How Kurate.org ranks arXiv preprints across 46 categories using AI-powered pairwise comparison.
The system fetches the latest preprints from the arXiv API across Artificial Intelligence, Machine Learning, Quantum Physics, Applied Physics, Cosmology, Probability, Cryptography and Security, Distributed Computing, Game Theory, Information Theory, Robotics, Quantum Gases, Materials Science, Mathematical Physics, Computational Physics, General Physics, Optics, High Energy Astrophysics, Instrumentation and Methods, Inorganic Chemistry, Information Retrieval, Programming Languages, Social and Information Networks, Disordered Systems and Neural Networks, Mesoscale and Nanoscale Physics, Strongly Correlated Electrons, Superconductivity, Cryptographic Protocols, Public-key Cryptography, Economics, Optimization and Control, Chaotic Dynamics, General Relativity, High Energy Physics - Lattice, High Energy Physics - Phenomenology, High Energy Physics - Theory, Pattern Formation and Solitons, Chemical Physics, Plasma Physics, Space Physics, Biomolecules, Genomics, Neurons and Cognition, Populations and Evolution, Quantitative Methods, Machine Learning (Statistics) and downloads the full PDF for each. When a new category is added, the system fetches all papers published in the last 30 days; after that, it fetches incrementally from the most recent paper onward.

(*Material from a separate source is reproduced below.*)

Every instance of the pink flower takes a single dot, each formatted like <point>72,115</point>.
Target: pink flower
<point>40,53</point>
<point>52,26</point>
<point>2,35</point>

Each paper receives a Claude Opus 4.6 Impact Assessment (with extended thinking mode) generated from the full PDF text, analyzing novelty, methodology, potential impact, and limitations. The assessment serves as input to the pairwise tournament. View the assessment prompt →
Separately, each model assigns a direct 1–10 Single-Item (SI) rating across five dimensions — significance, rigor, novelty, clarity, and overall score. These ratings provide a complementary signal to the pairwise tournament and power the Score–Pairwise Coherence analysis.
Papers are compared head-to-head within the same category using their abstract + AI Impact Assessment as input. Each comparison is judged by one of three models via round-robin rotation:
Each model evaluates which paper has higher potential scientific impact across five dimensions: novelty, real-world applications, methodological rigor, breadth of impact, and timeliness. View the evaluation prompt →
The presentation order of each pair is randomly flipped with 50% probability before sending to the LLM, eliminating the known tendency for models to prefer the paper presented first.
Opponent selection uses TrueSkill match quality — a function that maximizes the information gained from each match by accounting for both skill difference and rating uncertainty. New papers with high uncertainty are matched against a wider range of opponents; established papers face similarly-rated peers for fine-grained ranking.
Convergence uses two tiers of TrueSkill sigma targets: general papers (±50 Elo pts) and top-K papers (±40 pts). Papers with extreme win rates (100% or 0%) continue receiving matches until they face a decisive result or reach the match floor (50 comparisons). A calibration ratio ensures new papers are compared against established ones for transitive score calibration.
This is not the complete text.